Software systems will eventually contribute to their own maintenance using implementations of self-awareness. Understanding how to specify, model, and implement software with a sense of self is a daunting problem. This research draws inspiration from the automatic functioning of a gimbal---a self-righting mechanical device that supports an object and maintains the orientation of this object with respect to gravity independently of its immediate operating environment. A software gimbal exhibits a self-righting feature that provisions software with two auxiliary mechanisms: a historical mechanism and a reflective mechanism. The historical mechanism consists of behavior classifiers trained on statistical models of data that are collected from executions of the program that exhibit known behaviors of the program. The reflective mechanism uses the historical mechanism to assess an ongoing or selected execution.

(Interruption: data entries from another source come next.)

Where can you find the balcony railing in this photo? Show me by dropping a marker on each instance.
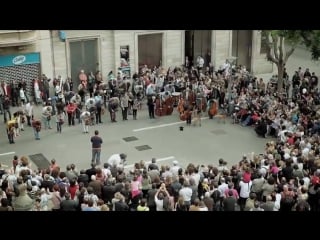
(10, 38)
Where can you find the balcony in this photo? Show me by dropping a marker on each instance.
(10, 38)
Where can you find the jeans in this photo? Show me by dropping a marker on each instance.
(96, 156)
(36, 134)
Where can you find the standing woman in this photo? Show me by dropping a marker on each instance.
(60, 117)
(22, 96)
(85, 121)
(36, 124)
(37, 91)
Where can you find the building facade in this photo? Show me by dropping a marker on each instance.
(66, 52)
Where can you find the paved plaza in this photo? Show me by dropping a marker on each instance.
(146, 138)
(140, 140)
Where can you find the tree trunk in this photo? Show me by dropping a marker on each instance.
(280, 67)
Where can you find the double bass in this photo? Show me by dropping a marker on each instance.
(213, 108)
(180, 108)
(168, 106)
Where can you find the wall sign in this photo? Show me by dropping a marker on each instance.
(21, 59)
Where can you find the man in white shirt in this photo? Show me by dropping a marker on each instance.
(117, 159)
(29, 112)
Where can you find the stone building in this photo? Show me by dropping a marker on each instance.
(28, 53)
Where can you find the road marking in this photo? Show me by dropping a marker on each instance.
(158, 160)
(162, 125)
(8, 153)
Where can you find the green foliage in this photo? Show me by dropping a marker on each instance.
(307, 38)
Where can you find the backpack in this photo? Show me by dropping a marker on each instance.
(4, 183)
(216, 195)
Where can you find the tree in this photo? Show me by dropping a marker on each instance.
(277, 40)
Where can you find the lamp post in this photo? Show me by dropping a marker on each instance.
(230, 60)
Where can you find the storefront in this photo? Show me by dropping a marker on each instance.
(20, 67)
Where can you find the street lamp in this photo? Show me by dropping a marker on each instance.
(230, 61)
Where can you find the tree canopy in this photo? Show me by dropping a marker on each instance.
(278, 40)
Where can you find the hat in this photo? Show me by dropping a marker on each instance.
(315, 180)
(286, 156)
(270, 156)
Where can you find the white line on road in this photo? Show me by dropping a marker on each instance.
(8, 153)
(162, 125)
(158, 160)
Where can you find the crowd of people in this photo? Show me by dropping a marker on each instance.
(284, 177)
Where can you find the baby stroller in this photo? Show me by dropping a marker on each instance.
(92, 111)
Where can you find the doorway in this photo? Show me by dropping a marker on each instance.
(242, 47)
(198, 43)
(150, 50)
(83, 55)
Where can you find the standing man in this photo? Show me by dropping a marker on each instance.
(96, 141)
(85, 121)
(6, 109)
(151, 102)
(29, 112)
(36, 124)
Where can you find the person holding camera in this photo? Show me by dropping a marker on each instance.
(162, 199)
(46, 117)
(36, 124)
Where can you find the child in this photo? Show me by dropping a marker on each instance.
(197, 116)
(135, 107)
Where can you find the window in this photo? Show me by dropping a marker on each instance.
(263, 46)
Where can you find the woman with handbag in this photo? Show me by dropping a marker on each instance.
(36, 124)
(46, 117)
(60, 120)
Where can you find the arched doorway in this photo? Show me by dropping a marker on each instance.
(150, 50)
(242, 47)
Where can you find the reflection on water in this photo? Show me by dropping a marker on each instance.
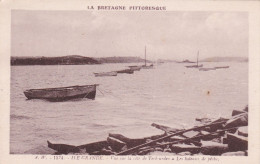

This dissertation presents techniques for the identification and modeling of program execution features as statistical models. It further demonstrates how statistical machine-learning techniques can be used to manipulate these models and to construct behavior classifiers that can automatically detect and label known program behaviors and detect new unknown behaviors. The thesis is that statistical summaries of data collected from a software program's executions can model and predict external behaviors of the program.

This dissertation presents three control-flow features and one value-flow feature of program executions that can be modeled as stochastic processes exhibiting the Markov property. A technique for building automated behavior classifiers from these models is detailed. Empirical studies demonstrating the efficacy of this approach are presented. The use of these techniques in example software engineering applications in the categories of software testing and failure detection are described.